Farlow, of St. Catherines, Ontario, was tight-lipped about his spots and his lure choices in the opening round, but probably he’s not doing a lot differently from the rest of the field. Drop-shot rigs and tube jigs, in that order, seemed to be the approach du jour among pros and co-anglers alike. Farlow also indicated that bottom composition changes were key and attracted more smallmouths.

Friday’s semi-final round is expected to produce more exceptional stringers, and perhaps changes in the top 10, where only a pound and an ounce separate 10th place from first place. Meanwhile, here’s a look at some of the anglers trying to tip Farlow out of the top spot.

 

2. Ben Wright ­– Peru, N.Y. – 24-3

The New York angler brought in one of the biggest smallmouths of the day, a 5-pound, 7-ounce fish. He caught it and others dragging a drop-shot rig around the Waverly Shoal area. Wright culled five times and says the fish he was on didn’t show any particular preference to the bait color he was using.

“I was fishing a shoal with a lot of rock and where the bottom changed from gravel to chunk rock,” he says. “There was also a breakline in 31 to 39 feet down. The fish bit pretty good early in the day, but it really slowed down around midday.”

Wright was fishing with a Lew’s reel with Seaguar Finesse Fluorocarbon.

 

3. Charles Sim – Nepean, Ontario – 23-3

Sim hedged his deep-water bets by trying to get a shallow jerkbait bite going along the Canadian shoreline. It didn’t work, so he did what just about everybody else was doing: He fished a 30-foot-plus breakline that featured a rock-to-sand transition.

“I wound up with a drop-shot rig in my hand. I culled about five fish during the day,” he sats.

 

4. JT Kenney – Palm Bay, Fla. – 23-2

A lot of people have mistaken Kenney as a shallow-water specialist more accustomed to flipping and pitching jigs and rigs into shallow cover. Kenney fished like a local on day one and was culling fish by midmorning. His best spot was a rocky bottom in 30 to 33 feet of water.

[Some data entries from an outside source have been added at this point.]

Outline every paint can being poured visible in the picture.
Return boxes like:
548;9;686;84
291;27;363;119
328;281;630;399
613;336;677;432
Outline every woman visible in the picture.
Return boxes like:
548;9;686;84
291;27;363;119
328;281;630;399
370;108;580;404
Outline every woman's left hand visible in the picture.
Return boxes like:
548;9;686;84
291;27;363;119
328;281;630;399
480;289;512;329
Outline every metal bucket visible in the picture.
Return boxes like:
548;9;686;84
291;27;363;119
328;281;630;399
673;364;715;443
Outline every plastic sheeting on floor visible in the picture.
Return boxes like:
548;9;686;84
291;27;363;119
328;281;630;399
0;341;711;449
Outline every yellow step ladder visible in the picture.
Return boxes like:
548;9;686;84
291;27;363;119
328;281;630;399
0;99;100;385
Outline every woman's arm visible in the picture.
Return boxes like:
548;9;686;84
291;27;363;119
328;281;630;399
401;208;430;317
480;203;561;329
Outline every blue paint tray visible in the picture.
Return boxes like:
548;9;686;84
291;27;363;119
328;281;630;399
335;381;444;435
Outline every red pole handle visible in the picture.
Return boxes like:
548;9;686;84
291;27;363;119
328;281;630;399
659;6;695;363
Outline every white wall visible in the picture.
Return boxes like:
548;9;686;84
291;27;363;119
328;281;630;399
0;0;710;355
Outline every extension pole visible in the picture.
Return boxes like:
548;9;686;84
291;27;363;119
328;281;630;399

“I could see all kinds of bait at the bottom, and when the drop-shot got around the bass they ate it,” says Kenney. “The slower I fished it, the better they liked it. I thought they would bite better later in the day when the sun came out and the wind got up, but it didn’t seem to make much of a difference.”

Kenney credited his 7-foot, 3-inch Halo spinning rod fished with 10-pound-test Sunline Super FC Sniper Fluorocarbon line with helping him feel faint bites better.

 

5. J. Todd Tucker – Moultrie, Ga. – 22-15

“I caught about two dozen keepers today – all of them on a drop-shot rig,” says the Georgia pro.

Tucker went against type as one of the few U.S. anglers to travel into Canadian waters to catch his limit. He ran about eight miles from the takeoff point at Safe Harbor Marina to fish a rock bottom in about 35 feet of water. Isolated rocks were critical to his approach.